Time. When you first come up with a product-concept that you're really excited about (which you should be), it's natural to be eager to launch it and watch the world wonder at your genius. I know some killer software-guys that could probably write an app and have it launched within a week or two (who knows, maybe less). We launched the company in 2011. It's nearly 4 years later, and we've just finished our first real prototype this past summer. Why the long timeline? Well,
1) Funding doesn't always come in when you need it (or plan for it). There have been months gone-by with little progress on the technology simply because we couldn't afford development, or the fund we were expecting to get didn't come through.

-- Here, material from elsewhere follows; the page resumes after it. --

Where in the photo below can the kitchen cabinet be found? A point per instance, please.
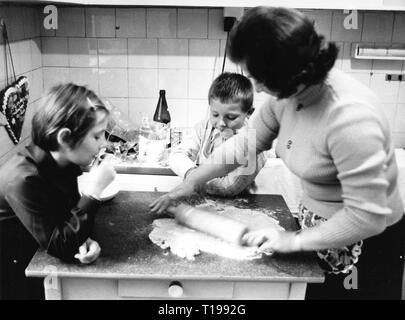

2) Sometimes you have to start over (if your voice-of-the-customer-feedback tells you to). We had a pretty big technology-pivot in our second year. After that point, we were literally starting from scratch in terms of our business model and technology. In the end, we're very glad we pivoted, but it comes at the cost of time (and energy....and some tears).

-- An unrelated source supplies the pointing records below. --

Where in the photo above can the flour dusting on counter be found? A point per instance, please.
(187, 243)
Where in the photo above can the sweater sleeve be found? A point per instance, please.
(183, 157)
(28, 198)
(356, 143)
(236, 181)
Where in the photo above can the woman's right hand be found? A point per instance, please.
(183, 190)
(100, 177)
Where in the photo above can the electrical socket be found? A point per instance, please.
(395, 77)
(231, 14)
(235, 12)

3) You don't have (or can't afford) the full-time rockstar team of engineers it will take. In this case, you move along as a fast as you can with the limited resources you have, but things will take longer.
Point being: the list of top qualities of a success entrepreneur should also include patience (it's rarely listed).
Location. You may be wondering how location fits in with this whole startup-reality-check-thing. For us, location has been a major challenge, and perhaps something we should have recognized earlier-on. A few reasons:
1) Different parts of the country have different industry-focuses and regional goals. We're in a region which has traditionally been an industrial rust-belt. With steel mills and energy giants in the area, the small startup promising to ease the process of integrating battery-based energy systems isn't going to be wildly popular. To further this, the funding focus in the area has recently shifted away from any form of clean-tech (to the extent that some local funds have eliminated our type of technology off of their list of companies funded altogether). On top of being generally "unpopular", we quickly realized that when we went to pitch for local development funds, we were up against two-guys-with-a-Mac that could finish their website and being turning profit with a $25k investment. Our multi-year $5M+ technology commercialization plan was looking pretty risky compared to that. All this being said, there are certain technology-hotspots that we are now uncovering across the country (and in some cases, overseas) - the trick is to be poised and positioned to make a move when necessary.
Often overlooked, I'm convinced that the location of your startup, and the surrounding industry can make it or break it.
Conclusion? The upside to a product-based startup can be massive, but it needs to be approached with the right mind-set and preparation. Don't let the Shark Tank fool you!